I wanted to write a poem for today—as I have each Friday, but I have these hermit crab pictures that my kids are dying to share with everyone and I just couldn’t rouse the inner muse on hermit crabs.
In Galveston, I grudgingly took the kids down to the beach (Is that what they call it in the gulf? There’s not much sand and the water is red-brown with vicious little prickly seaweed floaties that attack your ankles with each wave). Immediately, Ransom is on alert for wildlife, and he finds a hermit crab within the first five minutes.
Yay us. Now we have a purpose! The kids split up digging into the sand with their toes, feeling for the hard-backed shells that house the little varmints. One by one, the lucky crabs are dragged from the gulf into the warm puddle a few feet away where they scuttle furiously about, seeking cooler water or shade.
Cora Jo says, “Momma! We have a hermit crab sanctuary! Look!”
Sure enough there are quickly seven or eight hermit crabs in their puddle. I refrain from asking her what she thinks the word ‘sanctuary’ means if being tussled around by a child and thrown into a hot mud puddle is a ‘sanctuary.’
“Momma, can we…”
“No,” I interrupt.
“You don’t even know what I was going to ask!”
“No, you can’t take one home. Not one. Not even a tiny one. Not today. Not tomorrow. Not in your pocket. Not in a box. Not with a fox.” (random Dr. Seuss rhyming for full child engagement)
“Oh, I guess you did know.”
I smile and nod. Repeat conversation with each child, adding special assurance to Jet that his friend Kaden back home can see the hermit crabs in pictures instead of in person.
The hermit crabs kept them busy for quite a while. They were feeling like the Steve Erwins of the hermit crab world, until a kid ran up the beach with a bag over his shoulder. He plopped down about ten feet away and began pulling shells out of his bag. My kids tried to just glance casually at him counting, but pretty soon we were all riveted. One, two, three,… he started counting silently after twenty. He had them all in neat rows, and by that time, Ransom was full-on gawking. “Do you see this?” he asked incredulously, turning to me, to Papa, to the girls. The kid must have had close to forty hermit crabs. His mom came over beaming and took his picture with them.
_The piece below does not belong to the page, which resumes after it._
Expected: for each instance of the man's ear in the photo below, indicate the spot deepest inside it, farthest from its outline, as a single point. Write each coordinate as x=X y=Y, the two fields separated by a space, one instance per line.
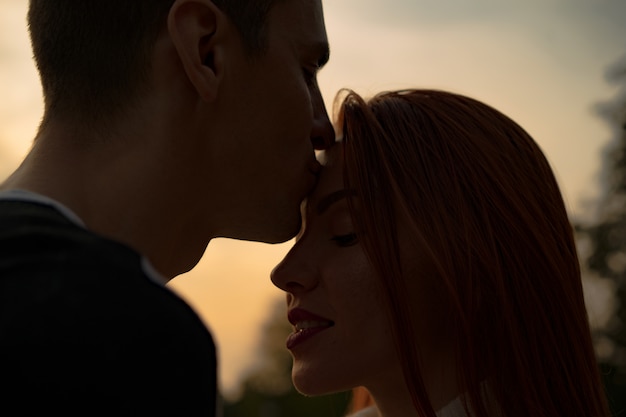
x=194 y=27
“Whaddya gonna do with them?” Ransom asked.
“Throw ‘em back,” the kid answered looking directly at his mom. She was nodding vigorously. I was nodding vigorously.
They started throwing crabs back into the gulf, and I wondered if a day in the hands of small children felt a little like the Schlitterbahn for hermit crabs.
And I checked pockets, towels, bags, and coolers VERY carefully before heading home.